My question is about what explicit choice should be made for these "safe-interface safety assumptions" with respect to aliasing &Cells. It's clear that some combinations must be disallowed, because they could lead to UB in safe code. For example, this (safe interface and internally safe) function has undefined behaviour if its arguments alias:

fn f1(x: &Cell<&'static usize>, y: &Cell<*const usize>) -> usize {
    y.set(core::ptr::null());
    *x.get()
}

A similar problem can happen with a single argument, if it's a cell that aliases its own contents (this is UB if the &'static Cell<usize> inside x is an alias for x itself, which can happen if the memory location *x holds a pointer to itself):

fn f2(x: &Cell<&'static Cell<usize>>) -> usize {
    x.get().set(0);
    x.get().get()
}

On the other hand, there are some similar cases which can't (in current stable Rust), as far as I know, lead to undefined behaviour in code that uses no unsafe internally.
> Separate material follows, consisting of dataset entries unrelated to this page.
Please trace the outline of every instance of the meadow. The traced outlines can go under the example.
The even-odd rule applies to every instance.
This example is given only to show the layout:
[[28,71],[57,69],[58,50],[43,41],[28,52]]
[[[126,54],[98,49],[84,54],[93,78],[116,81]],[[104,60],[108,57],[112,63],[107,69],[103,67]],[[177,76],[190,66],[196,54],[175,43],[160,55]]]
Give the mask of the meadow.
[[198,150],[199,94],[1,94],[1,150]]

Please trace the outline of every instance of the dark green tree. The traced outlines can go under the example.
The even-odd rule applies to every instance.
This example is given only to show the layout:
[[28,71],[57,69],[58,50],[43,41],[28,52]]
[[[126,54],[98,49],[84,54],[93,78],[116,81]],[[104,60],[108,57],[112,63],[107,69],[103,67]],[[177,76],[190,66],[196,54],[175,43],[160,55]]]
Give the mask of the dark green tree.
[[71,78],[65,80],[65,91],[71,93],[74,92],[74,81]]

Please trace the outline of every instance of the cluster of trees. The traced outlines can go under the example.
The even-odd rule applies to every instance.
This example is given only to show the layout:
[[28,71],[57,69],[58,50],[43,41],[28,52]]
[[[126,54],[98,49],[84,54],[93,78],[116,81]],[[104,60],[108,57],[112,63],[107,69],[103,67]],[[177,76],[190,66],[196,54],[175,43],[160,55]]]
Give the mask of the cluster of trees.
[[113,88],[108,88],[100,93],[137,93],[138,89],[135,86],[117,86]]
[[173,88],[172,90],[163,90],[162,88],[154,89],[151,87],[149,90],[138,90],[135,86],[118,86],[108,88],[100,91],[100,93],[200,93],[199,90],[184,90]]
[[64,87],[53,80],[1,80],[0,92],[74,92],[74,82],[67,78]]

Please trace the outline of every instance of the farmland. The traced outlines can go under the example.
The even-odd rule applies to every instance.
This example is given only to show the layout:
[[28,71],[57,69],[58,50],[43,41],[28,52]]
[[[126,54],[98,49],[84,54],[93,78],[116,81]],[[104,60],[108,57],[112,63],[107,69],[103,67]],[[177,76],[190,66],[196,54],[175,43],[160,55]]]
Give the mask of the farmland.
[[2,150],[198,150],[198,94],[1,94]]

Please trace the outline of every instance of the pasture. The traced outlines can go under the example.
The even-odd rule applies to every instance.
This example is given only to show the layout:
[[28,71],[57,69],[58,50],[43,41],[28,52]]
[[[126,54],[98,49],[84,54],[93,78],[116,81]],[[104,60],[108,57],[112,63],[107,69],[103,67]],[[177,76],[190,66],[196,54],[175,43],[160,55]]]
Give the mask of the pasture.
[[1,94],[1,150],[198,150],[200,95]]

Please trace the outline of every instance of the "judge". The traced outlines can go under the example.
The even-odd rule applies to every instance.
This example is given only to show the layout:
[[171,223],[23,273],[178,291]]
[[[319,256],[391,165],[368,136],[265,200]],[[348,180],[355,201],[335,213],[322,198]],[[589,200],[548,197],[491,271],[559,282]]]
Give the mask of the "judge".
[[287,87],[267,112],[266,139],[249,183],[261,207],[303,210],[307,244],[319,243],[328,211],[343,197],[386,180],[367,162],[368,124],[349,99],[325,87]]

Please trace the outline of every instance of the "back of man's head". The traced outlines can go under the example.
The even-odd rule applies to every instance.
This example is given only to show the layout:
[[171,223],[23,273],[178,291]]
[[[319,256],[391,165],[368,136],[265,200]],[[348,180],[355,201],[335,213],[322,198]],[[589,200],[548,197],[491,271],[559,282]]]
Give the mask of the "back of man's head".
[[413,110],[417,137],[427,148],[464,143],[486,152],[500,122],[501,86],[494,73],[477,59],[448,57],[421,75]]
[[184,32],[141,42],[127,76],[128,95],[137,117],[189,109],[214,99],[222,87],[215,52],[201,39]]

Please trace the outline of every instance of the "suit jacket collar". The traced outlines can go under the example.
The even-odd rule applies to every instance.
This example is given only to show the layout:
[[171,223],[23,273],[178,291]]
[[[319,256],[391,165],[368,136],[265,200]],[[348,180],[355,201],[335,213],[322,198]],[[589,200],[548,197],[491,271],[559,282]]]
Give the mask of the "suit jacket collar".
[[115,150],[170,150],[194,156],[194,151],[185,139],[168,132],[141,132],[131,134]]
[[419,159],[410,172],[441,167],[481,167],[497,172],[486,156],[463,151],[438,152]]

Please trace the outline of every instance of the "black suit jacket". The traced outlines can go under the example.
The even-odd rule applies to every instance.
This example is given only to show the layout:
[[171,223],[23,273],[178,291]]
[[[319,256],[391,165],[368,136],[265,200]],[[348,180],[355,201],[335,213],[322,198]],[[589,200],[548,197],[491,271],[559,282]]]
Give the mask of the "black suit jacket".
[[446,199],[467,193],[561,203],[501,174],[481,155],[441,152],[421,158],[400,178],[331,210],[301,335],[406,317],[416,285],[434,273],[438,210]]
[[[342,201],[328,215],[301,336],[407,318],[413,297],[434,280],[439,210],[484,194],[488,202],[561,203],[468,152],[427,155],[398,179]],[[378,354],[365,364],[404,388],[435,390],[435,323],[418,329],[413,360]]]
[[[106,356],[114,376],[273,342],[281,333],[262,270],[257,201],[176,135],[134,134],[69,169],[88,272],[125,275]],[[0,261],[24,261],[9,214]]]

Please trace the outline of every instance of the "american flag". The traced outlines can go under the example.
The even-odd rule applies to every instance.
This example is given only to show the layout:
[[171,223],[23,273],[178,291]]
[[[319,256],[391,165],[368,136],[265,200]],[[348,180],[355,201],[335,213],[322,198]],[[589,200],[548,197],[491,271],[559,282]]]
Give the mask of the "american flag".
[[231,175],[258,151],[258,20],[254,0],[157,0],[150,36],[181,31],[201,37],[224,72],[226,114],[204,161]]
For example, a &Cell<Singleton<&'static Cell<usize>>> (where Singleton<T> is a non-Copy transparent public-field wrapper around T but can only be constructed once per program execution) probably can't be directly exploited in safe Rust because the only way to observe the value inside the Singleton would be to move the Singleton out of the cell, but it can't be moved out because there's no way to construct a replacement Singleton to swap/replace it with.

It would be possible to say that the explicit choice for the safe-interface safety assumption about aliasing Cells would be "anything that can't be used to cause undefined behaviour without unsafe is allowed". But this would reject some useful code; in particular I'm thinking of rust-lang/rust#145329 which wants to be able to make a safety assumption that an &Cell<Rc<T>> doesn't alias its own reference count (which is a Cell<usize> accessible via a pointer contained in the Rc). But in stable Rust, without using unsafe internally, such a Cell<Rc<T>> doesn't seem to be able to lead to undefined behaviour in code that does not have a T nor Rc<T> and is unable to construct one (because without access to an Rc<T>, you don't have anything to move into the Cell, and thus can't use any of the methods of &Cell except swap and as_ptr which don't help). So it would be nice if the safe-interface safety assumption were a little stronger, making it possible to write a sound Cell::get_cloned().